Children’s book writers are always thinking about words as a way to tell a story. But words can also record memories for future generations and if we are honest and true, they capture the emotions felt in those brief moments of life. That authenticity is what moves us, and makes for a great read. Writing what you know, what you have lived, makes a lot of sense. It’s a great place from which an aspiring author can launch an inspiring career.
As a child, my favorite stories were the ones in which I could escape by envisioning myself in the lead role. Pippi Longstocking was like my alter ego. She was always on the ready with a smart response and a sun-shiny approach. Her glass was always half-full, no matter what her predicament. She spoke to me in a way that my mother could never understand, and I loved her for it!
I remember imagining the author, Astrid Lindgren, to be a bit like Pippi herself, plunking out her childhood memoirs at an old typewriter, while sipping a strawberry milk shake in her striped leotards. Oh Pippi, how I miss you!
While contemplating the personality of my own main character, I wonder how much of myself I’ll need to reveal in order to make her authentic. Can I safely maneuver through the elaborately exaggerated waters of childhood memory? Only time will tell.

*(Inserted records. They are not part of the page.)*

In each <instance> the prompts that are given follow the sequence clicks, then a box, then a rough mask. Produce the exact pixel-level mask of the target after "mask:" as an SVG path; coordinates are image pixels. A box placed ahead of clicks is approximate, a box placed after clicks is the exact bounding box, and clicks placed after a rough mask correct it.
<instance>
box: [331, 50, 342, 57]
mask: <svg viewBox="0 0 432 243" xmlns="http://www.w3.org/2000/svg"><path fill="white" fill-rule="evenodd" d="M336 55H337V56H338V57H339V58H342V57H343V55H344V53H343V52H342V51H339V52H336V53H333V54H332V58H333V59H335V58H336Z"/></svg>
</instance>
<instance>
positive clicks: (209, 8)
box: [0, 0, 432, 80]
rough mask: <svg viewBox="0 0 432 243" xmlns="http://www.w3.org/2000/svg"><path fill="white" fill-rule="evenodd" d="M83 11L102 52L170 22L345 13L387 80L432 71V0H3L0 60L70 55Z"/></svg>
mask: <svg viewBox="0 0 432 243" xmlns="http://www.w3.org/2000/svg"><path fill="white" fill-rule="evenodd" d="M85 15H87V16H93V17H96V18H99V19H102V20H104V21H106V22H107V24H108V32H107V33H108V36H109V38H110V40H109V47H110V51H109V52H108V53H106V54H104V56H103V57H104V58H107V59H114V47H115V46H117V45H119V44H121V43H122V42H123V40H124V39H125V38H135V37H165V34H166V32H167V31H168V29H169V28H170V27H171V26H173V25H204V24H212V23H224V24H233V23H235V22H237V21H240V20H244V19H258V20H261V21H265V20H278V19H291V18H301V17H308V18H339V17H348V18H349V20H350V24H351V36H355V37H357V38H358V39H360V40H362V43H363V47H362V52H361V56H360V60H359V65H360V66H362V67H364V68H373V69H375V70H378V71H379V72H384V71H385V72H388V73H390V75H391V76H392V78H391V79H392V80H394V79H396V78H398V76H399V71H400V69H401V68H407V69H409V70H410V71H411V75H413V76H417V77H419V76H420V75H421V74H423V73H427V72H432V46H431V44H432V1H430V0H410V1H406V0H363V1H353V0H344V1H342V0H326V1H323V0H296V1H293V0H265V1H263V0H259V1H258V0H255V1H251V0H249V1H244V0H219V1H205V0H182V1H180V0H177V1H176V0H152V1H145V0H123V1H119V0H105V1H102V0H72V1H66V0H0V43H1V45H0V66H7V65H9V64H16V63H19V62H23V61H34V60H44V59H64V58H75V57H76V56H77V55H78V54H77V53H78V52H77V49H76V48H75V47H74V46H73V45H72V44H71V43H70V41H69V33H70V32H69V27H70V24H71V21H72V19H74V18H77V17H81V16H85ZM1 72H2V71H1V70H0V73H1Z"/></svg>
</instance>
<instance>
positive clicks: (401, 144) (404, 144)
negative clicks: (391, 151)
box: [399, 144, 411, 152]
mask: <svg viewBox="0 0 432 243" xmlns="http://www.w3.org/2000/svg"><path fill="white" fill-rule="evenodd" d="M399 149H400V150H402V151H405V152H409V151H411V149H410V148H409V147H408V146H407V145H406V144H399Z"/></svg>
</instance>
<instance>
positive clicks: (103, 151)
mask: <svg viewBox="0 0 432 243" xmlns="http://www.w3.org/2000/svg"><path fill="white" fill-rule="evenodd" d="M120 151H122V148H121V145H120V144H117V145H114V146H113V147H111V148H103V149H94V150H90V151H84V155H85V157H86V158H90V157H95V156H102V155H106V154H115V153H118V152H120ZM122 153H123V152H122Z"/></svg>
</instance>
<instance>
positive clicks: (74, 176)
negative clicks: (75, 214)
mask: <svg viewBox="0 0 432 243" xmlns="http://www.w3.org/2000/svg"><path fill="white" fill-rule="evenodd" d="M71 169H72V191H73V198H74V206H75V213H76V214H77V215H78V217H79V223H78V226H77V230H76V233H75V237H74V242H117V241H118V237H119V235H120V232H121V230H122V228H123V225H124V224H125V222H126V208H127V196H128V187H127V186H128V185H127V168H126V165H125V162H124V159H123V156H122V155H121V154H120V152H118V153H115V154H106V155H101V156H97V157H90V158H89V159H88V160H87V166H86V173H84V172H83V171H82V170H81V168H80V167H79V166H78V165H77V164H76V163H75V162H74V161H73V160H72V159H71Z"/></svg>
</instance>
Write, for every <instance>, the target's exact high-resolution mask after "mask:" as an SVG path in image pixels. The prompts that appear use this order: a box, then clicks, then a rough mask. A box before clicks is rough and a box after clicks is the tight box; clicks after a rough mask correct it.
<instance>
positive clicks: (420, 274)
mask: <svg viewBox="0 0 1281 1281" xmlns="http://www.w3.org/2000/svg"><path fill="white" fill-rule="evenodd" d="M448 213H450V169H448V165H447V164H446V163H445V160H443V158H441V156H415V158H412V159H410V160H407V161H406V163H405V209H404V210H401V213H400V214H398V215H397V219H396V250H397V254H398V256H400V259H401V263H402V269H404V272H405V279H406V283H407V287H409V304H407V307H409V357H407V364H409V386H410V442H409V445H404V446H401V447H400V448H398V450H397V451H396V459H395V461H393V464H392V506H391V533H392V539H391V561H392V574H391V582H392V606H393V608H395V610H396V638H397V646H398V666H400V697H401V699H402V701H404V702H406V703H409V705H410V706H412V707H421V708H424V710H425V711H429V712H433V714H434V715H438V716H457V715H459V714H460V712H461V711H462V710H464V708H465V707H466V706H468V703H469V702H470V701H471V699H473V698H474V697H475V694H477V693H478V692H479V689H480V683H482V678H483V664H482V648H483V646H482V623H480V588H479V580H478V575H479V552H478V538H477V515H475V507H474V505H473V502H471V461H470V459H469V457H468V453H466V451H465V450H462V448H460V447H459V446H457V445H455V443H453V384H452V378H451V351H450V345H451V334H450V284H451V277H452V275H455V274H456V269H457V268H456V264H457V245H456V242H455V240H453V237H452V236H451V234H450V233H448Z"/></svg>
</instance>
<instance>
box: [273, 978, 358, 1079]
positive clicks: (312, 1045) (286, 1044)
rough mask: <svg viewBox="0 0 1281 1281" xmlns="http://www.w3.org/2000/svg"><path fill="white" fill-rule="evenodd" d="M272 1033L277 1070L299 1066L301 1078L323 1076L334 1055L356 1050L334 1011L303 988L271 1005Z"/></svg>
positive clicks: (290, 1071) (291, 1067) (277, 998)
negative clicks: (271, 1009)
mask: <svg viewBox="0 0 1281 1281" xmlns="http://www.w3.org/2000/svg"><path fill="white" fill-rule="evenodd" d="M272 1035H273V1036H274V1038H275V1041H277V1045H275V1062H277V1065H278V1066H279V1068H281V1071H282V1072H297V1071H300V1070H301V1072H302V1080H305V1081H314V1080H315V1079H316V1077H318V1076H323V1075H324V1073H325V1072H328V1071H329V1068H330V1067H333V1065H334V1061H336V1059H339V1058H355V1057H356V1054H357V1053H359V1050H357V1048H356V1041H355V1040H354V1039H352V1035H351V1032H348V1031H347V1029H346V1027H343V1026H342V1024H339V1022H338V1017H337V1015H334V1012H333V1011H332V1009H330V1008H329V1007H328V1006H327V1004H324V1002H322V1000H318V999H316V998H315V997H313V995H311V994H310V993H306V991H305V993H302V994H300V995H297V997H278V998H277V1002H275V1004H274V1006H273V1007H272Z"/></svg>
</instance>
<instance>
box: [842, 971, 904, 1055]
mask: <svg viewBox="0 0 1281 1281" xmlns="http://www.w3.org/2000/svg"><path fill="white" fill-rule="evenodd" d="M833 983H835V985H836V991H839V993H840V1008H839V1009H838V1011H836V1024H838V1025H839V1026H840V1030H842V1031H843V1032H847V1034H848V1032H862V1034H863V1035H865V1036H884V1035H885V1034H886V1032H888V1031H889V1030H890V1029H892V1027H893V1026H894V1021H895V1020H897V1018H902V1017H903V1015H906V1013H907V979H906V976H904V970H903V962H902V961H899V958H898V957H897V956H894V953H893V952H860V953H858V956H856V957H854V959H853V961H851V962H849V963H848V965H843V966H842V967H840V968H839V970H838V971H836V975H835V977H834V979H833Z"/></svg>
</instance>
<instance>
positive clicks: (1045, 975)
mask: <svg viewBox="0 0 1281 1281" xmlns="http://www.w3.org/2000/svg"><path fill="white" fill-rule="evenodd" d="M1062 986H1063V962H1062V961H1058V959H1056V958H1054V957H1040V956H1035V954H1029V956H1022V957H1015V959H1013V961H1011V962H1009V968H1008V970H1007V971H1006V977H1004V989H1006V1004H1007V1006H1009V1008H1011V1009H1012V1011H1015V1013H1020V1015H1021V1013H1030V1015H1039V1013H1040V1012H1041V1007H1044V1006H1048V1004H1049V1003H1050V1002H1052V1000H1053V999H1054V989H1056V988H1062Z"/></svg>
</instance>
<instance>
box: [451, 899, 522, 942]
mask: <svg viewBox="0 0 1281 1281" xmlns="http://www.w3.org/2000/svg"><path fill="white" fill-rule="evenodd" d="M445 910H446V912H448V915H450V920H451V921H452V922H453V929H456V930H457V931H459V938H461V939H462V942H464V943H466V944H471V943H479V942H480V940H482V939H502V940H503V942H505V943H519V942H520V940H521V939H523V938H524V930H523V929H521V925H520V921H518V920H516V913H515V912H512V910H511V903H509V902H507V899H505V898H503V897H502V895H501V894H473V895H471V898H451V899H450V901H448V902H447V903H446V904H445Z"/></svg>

I’ve been writing my main character with an inner strength I wish I’d had, surrounded by people I wish I’d known. But now I’m beginning to think that maybe, just maybe, I’m going about it all wrong. Perhaps I should surround her with the people who flood my memories and made me who I’ve become. Those people were characters indeed! Maybe then my readers will picture me to be a bit like her, tapping away at the keyboard, sipping on a root beer float, in flamingo print pajamas and fuzzy purple slippers.